I found a few bits, the highlight was a shark tooth which I believe is Otodus obliquus, an extinct species/genus, dating in this area from about 52 million years ago in the Lower Eocene. I also found a few gastropods and lots of unidentified fragments. The London Clay in this area represents an assemblage of organisms associated with a warm tropical sea with a land mass nearby dominated by crabs. lobsters, sharks, rays, turtles, fish with the occasional bird and snake and mammal washed in from the nearby landmass.
In the late afternoon I went to the Capel Fleet Raptor view point for a bit of modern day bird action with the raptors coming into roost. Had 10 Marsh Harrier, 1 Hen Harrier, 2 Merlin, 1 Great Egret and 35 Corn Buntings.
Otodus tooth
Lots of gastropods and also what might be a lobster borrow (bottom), trace fossils (bottom left), maybe a coprolite (right) and maybe a seed (middle left of maybe a bit of fossil wood). I will check these with the facebook group but thought I would put down my guesses first as could be useful for absolute beginners like myself in the pitfalls and fossil lookalikes .
Warden. The toe of a clay landslip which I presumed was a good place to check the foreshore here for any fresh washed out fossils.

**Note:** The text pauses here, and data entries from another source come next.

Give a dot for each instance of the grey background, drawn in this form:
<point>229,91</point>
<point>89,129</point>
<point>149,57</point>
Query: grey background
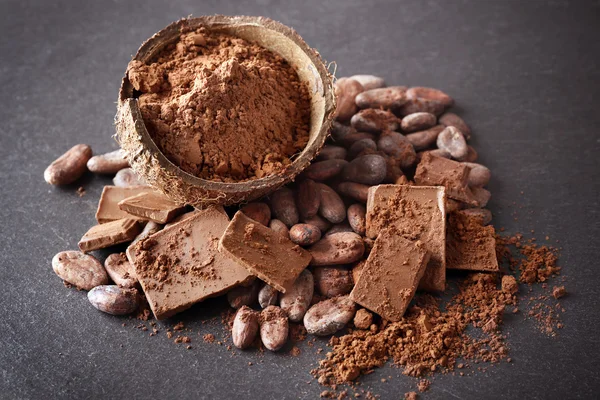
<point>524,75</point>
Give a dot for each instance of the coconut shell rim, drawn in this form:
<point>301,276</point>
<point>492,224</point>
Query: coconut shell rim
<point>224,192</point>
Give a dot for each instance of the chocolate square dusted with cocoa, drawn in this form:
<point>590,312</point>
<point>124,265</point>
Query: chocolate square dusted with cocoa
<point>390,277</point>
<point>264,252</point>
<point>108,206</point>
<point>469,244</point>
<point>439,171</point>
<point>181,265</point>
<point>152,205</point>
<point>109,234</point>
<point>417,213</point>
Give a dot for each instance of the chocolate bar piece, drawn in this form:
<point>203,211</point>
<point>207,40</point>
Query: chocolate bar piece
<point>391,275</point>
<point>439,171</point>
<point>417,213</point>
<point>469,244</point>
<point>108,207</point>
<point>264,252</point>
<point>109,234</point>
<point>181,265</point>
<point>152,205</point>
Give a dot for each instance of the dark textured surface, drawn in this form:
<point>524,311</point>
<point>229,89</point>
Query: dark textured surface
<point>524,75</point>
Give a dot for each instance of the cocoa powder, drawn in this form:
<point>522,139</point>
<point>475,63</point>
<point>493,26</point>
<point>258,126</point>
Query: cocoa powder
<point>222,108</point>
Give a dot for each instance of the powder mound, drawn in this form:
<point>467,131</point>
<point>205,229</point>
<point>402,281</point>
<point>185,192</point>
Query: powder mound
<point>222,108</point>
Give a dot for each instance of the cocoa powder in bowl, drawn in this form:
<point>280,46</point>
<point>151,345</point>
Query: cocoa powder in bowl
<point>283,150</point>
<point>223,108</point>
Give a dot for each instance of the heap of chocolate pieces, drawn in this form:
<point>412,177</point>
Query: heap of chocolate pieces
<point>393,201</point>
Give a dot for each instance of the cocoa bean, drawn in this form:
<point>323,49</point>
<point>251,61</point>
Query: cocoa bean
<point>362,147</point>
<point>319,222</point>
<point>451,119</point>
<point>279,227</point>
<point>127,177</point>
<point>393,172</point>
<point>114,300</point>
<point>341,227</point>
<point>453,141</point>
<point>369,170</point>
<point>424,139</point>
<point>333,281</point>
<point>258,211</point>
<point>357,270</point>
<point>472,155</point>
<point>324,170</point>
<point>243,295</point>
<point>331,152</point>
<point>356,191</point>
<point>346,91</point>
<point>336,249</point>
<point>245,327</point>
<point>69,167</point>
<point>331,206</point>
<point>421,99</point>
<point>354,137</point>
<point>374,121</point>
<point>304,234</point>
<point>120,270</point>
<point>390,98</point>
<point>431,94</point>
<point>357,218</point>
<point>81,270</point>
<point>108,163</point>
<point>308,198</point>
<point>339,131</point>
<point>479,175</point>
<point>397,145</point>
<point>296,300</point>
<point>284,207</point>
<point>268,296</point>
<point>369,81</point>
<point>329,316</point>
<point>417,122</point>
<point>274,328</point>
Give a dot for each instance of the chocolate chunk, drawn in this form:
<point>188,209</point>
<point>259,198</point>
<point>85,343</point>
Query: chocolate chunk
<point>152,205</point>
<point>109,234</point>
<point>264,252</point>
<point>108,207</point>
<point>469,244</point>
<point>438,171</point>
<point>417,213</point>
<point>181,265</point>
<point>391,275</point>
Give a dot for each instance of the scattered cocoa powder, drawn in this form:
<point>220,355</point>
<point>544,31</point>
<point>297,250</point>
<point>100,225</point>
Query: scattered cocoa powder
<point>433,337</point>
<point>222,108</point>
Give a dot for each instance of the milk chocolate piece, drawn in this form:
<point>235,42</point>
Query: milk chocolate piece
<point>470,245</point>
<point>109,234</point>
<point>153,205</point>
<point>181,265</point>
<point>108,207</point>
<point>264,252</point>
<point>391,275</point>
<point>417,213</point>
<point>454,176</point>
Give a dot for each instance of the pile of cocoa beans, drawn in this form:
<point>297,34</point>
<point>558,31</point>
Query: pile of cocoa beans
<point>379,136</point>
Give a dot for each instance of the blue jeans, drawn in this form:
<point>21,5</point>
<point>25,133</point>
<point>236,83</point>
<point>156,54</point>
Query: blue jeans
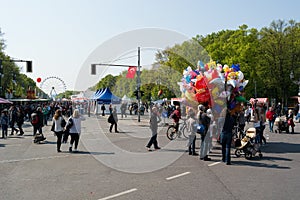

It was in this area I found the shark tooth.
Brents were feeding off shore and there were Sanderlings running around the foreshore where I was fossil hunting
Marsh Harrier coming into roost nearby at Capel Fleet
Corn Buntings coming into roost at Capel
2 comments:
Peter - if you're after a fossil bird from the London Clay there is no better place than Walton on the Naze in Essex. The late Michael Daniels collected over 700 associated sets of bones and partial skeletons from this site, sometimes finding 20-30 birds each winter. I've spent considerable time collecting on the North Kent coast (it's my other hobby apart from birding!) and have found bird remains to be really quite difficult to find, with anything associated/articulated being vanishingly rare... The collecting technique at Walton is a bit different in that you're mainly looking for bluish lenses of clay containing charcoal and bone fragments sticking out of the wave-cut platform and lower cliff (thought to represent forest debris that was washed out to sea) which you then scoop out with a trowel, and take home to dry and then to sieve out the bird remains, which are loose in the clay, pale brown and rather fragile. It's well worth checking out, some amazing stuff has been found there, much of which remains undescribed.
That's the next destination on the list Thomas. Interesting that the technique is different there - thanks a lot, will focus on that when I visit.
Would certainly be interested in what you've found in the London Clay in the past. Anything online?